The file names can be used to determine whether or not the individual has Parkinson’s disease (P for Parkinson’s or H for Healthy). The data are already split into a training and a testing sample.

To load images into R, the {OpenImageR} package can be used. To easily manipulate data, we will also need {tidyverse}.

library(OpenImageR)
library(tidyverse)

To load an image into R, the imager::load.image() function just needs the path to the file. It returns an object of class 'cimg'.

Let us load an image from a healthy subject:

path <- "../donnees/dataset-parkinson/spiral/training/healthy/V01HE02.png"
image <- imager::load.image(path)
class(image)

## [1] "cimg"         "imager_array" "numeric"

image

## Image. Width: 256 pix Height: 256 pix Depth: 1 Colour channels: 3

A quick peek at the structure of the image shows that the object is made up of a four-dimensional array:

width
height
depth
colour (RGB components)

str(image)

##  'cimg' num [1:256, 1:256, 1, 1:3] 0.953 0.949 0.953 0.941 0.941 ...

The drawing of the healthy subject can be plotted using the plot() function:

plot(image, main = "Healthy subject")

Let us compare with a drawing from a subject with Parkinson’s disease.

path <- "../donnees/dataset-parkinson/spiral/training/parkinson/V03PE05.png"
image <- imager::load.image(path)
plot(image, main = "Subject with Parkinson's disease")

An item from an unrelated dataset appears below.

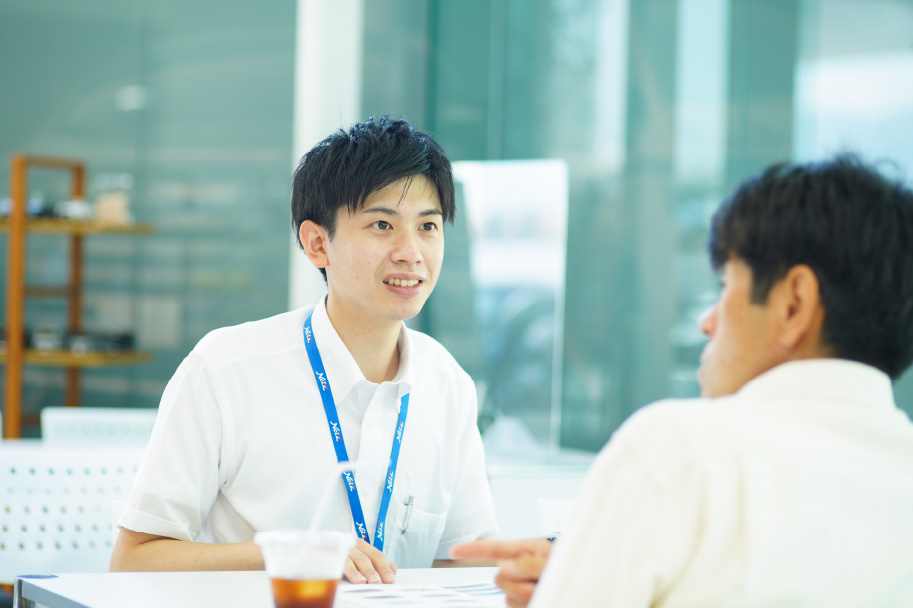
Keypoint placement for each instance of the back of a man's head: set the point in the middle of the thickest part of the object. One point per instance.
(349, 165)
(853, 227)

We will then perform a principal component analysis (PCA) on the pixel values of each image. The main components will then be used as explanatory variables (features) to train a binary classifier to detect whether the drawings come from a healthy person or a person with Parkison’s disease. But we are facing a problem at this stage. PCA is an orthogonal linear transformation, and the data consists of triplet for each pixel, indicating the red, green and blue components (RGB). A simple way to get around this problem is to convert the image to grey scale, i.e., by calculating the average of the three RGB components. This is what the imager::grayscale() function does.

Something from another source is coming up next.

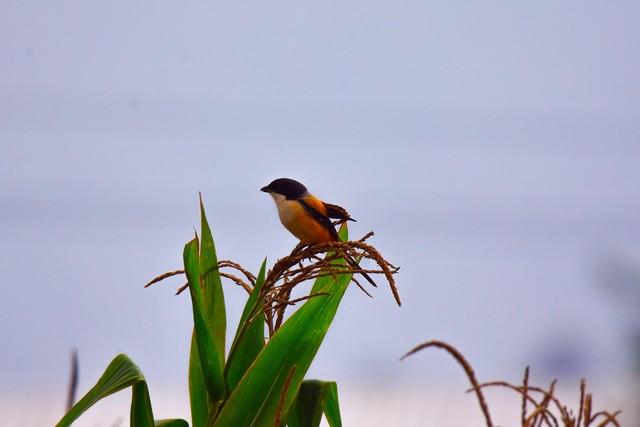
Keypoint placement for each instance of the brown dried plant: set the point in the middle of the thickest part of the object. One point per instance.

image_grey <- imager::grayscale(image)

Some PNG files may include a transparency component in the fourth dimension of the array (colours). In such cases, the dimension of the vector of colours is 4 instead of 3 (Red, Green, Blue, Transparency), which is an invalid dimension for the imager::grayscale() function. Hence, in such cases, we can drop the transparency information using the imager::channel() function prior to to the greyscale transformation:

if(dim(image)[4] > 3) image <- imager::channel(image, 1:3)
dim(image_grey)

## [1] 256 256   1   1

The images in this dataset are not all exactly the same size. Most of them are squares of 256 x 256 pixels. For the few exceptions, the difference is minimal.

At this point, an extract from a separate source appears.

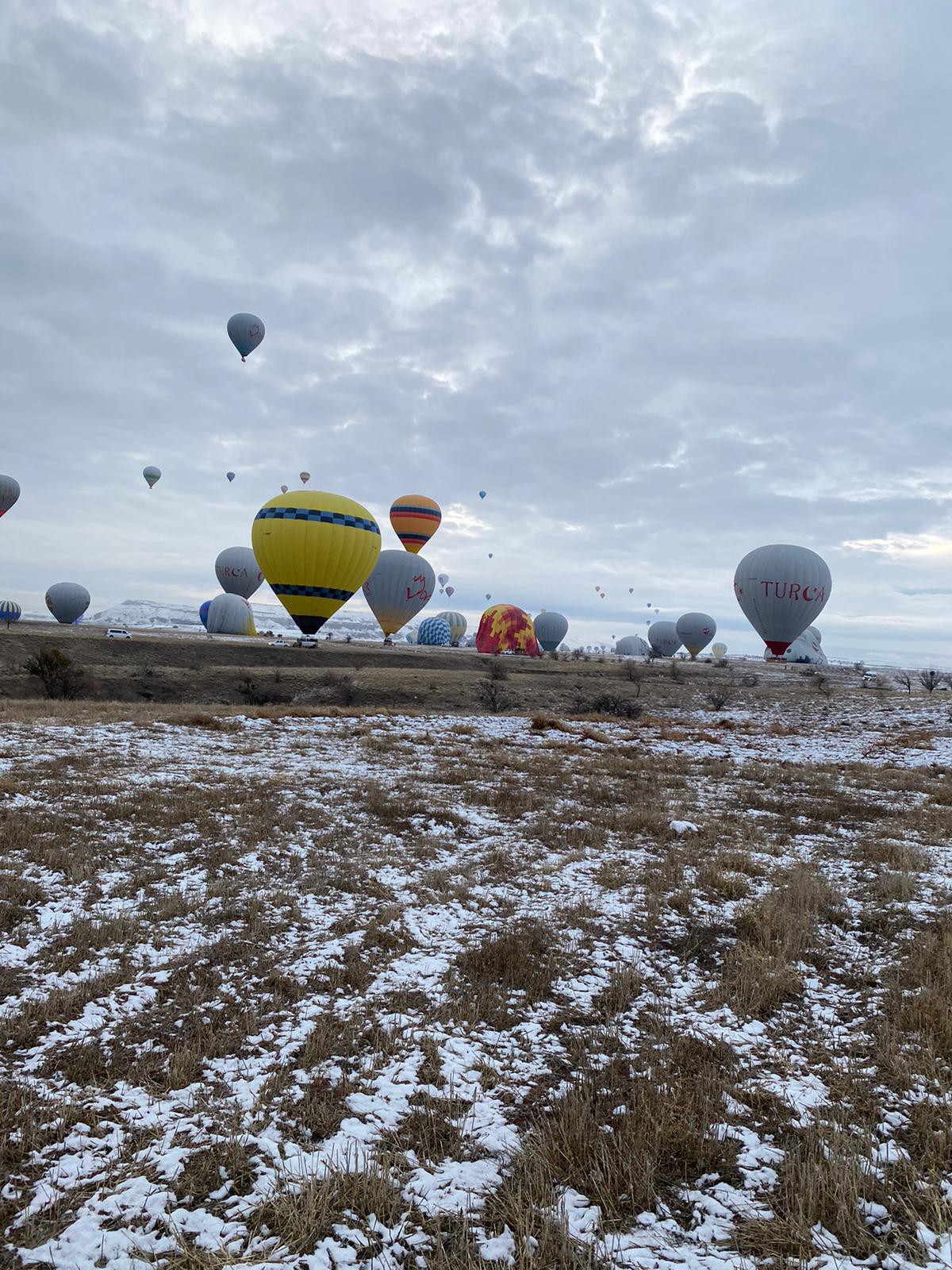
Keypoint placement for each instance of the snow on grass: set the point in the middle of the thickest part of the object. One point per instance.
(393, 991)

The imager::resize() function allows us to resize the images. The desired size for the output image is set using the two arguments size_x and size_y. The argument interpolation_type controls the type of interpolation that is used (a nearest-neighbor interpolation is used by default).

Let us look at an example, with two parrots. The size of the image is 768 x 512 pixels.

image_test <- imager::load.example("parrots")
image_test

## Image. Width: 768 pix Height: 512 pix Depth: 1 Colour channels: 3

plot(image_test)

Let us create a larger image with two different methods of interpolation (no interpolation and nearest-neighbor interpolation, respectively).

larger_image_test <- 
  imager::resize(im = image_test,
                 size_x = 1200, size_y = 512, interpolation_type = 1)
larger_image_test_no <- 
  imager::resize(im = image_test,
                 size_x = 1200, size_y = 512, interpolation_type = 0)


op <- par(mfrow = c(1,2))
plot(larger_image_test, main = "Nearest-Neighbor interpolation")
plot(larger_image_test_no, main = "Without interpolation")

Back to our drawings examples, we want to ensure that the images are 256x256 pixels in size.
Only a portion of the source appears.